A highly creative individual, Judy C. Stribling has had a career that has spanned writing, editing, researching biomedical databases, teaching medical students, going on rounds with clinicians in hospitals and managing teams. She began her career in 1992 as the co-owner and vice president of Cadence Group Associates before joining Pfizer as assistant to the vice president of cardiac marketing from 1999 to 2006. Subsequently spending a year as a project archivist, writer and consultant at Lenox Hill Hospital from 2006 to 2007, Ms. Stribling then joined Weill Cornell Medicine, where she served as a medical librarian and special assistant to the library director from 2007 to 2009 and as a clinical medical librarian from 2009 to 2010.

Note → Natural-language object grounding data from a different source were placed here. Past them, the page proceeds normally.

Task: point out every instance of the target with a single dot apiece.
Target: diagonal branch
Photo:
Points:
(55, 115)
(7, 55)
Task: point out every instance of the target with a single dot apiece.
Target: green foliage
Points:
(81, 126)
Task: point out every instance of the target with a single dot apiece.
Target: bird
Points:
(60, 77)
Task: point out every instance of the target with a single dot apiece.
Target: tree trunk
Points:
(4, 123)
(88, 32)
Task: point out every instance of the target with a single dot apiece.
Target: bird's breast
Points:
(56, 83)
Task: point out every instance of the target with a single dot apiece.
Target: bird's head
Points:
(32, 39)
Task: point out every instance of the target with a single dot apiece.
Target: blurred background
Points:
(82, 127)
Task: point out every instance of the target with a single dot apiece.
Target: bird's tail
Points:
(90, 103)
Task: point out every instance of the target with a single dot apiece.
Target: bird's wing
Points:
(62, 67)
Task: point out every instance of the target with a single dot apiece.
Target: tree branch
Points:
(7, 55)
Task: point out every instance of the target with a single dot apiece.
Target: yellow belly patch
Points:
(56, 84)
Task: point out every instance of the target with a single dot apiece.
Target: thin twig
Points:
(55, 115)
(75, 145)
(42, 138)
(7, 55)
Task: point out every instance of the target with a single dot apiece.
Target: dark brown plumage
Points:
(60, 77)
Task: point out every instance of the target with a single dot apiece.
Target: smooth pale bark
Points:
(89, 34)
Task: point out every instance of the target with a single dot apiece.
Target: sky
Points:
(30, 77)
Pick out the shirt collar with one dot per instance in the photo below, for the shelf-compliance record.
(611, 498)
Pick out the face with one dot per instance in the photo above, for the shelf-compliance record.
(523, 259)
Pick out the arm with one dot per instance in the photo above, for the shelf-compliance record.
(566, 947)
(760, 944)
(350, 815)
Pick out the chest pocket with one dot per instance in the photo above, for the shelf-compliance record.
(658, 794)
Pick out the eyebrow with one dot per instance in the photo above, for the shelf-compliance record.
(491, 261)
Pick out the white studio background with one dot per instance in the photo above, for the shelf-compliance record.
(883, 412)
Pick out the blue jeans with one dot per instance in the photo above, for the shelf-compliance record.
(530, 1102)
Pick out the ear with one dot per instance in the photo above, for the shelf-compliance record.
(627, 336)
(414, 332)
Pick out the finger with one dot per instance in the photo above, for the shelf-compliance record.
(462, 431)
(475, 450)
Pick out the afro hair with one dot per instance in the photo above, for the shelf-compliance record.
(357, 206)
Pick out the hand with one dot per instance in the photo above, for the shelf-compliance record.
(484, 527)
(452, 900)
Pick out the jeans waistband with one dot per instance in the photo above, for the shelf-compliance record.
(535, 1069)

Ms. Stribling briefly spent time as the library director for the Swedish Institute in 2010 before serving as the information and education services librarian at the Icahn School of Medicine at Mount Sinai from 2011 to 2013. In 2013, she returned to Weill Cornell Medicine as an assistant librarian and manager of the Myra Mahon Patient Resource Center. She went on to take on additional responsibilities as the assistant director of clinical services in 2015 and was promoted to the role of associate librarian in 2019. Ms. Stribling concluded her tenure at Weill Cornell Medicine in 2021.
Since 2021, Ms. Stribling has excelled as a freelance scientific writer, editor and researcher, providing authors with scientific and medical writing, editing and research services. She most recently co-authored the book chapter “Adapting Instructor and Outreach at a Large Academy Health Sciences Library and Archive” in Virtual Services in the Health Sciences Library: A Handbook, which was published by Rowman & Littlefield Publishers in 2022. Also with Rowman & Littlefield, she was an editor for The Clinical Medical Librarian’s Handbook in 2020. Furthermore, Ms. Stribling has had 13 articles published in peer-reviewed journals and is currently writing a chapter for another book due out soon.
With a strong educational background, Ms. Stribling holds a Bachelor of Science and Master of Arts in history from the University of Southern Mississippi and a Master of Library Science from the Pratt Institute. She is also an American hospital information professional and a consumer health information specialist, having been certified by the Medical Library Association. Taking great pride in her research and her work educating consumers and patients, she considers the highlight of her career to be being named Consumer Health Librarian of the Year by the Medical Library Association. Previous honors to her name include the Health Information Outreach Award and several grants from the Network of the National Library of Medicine.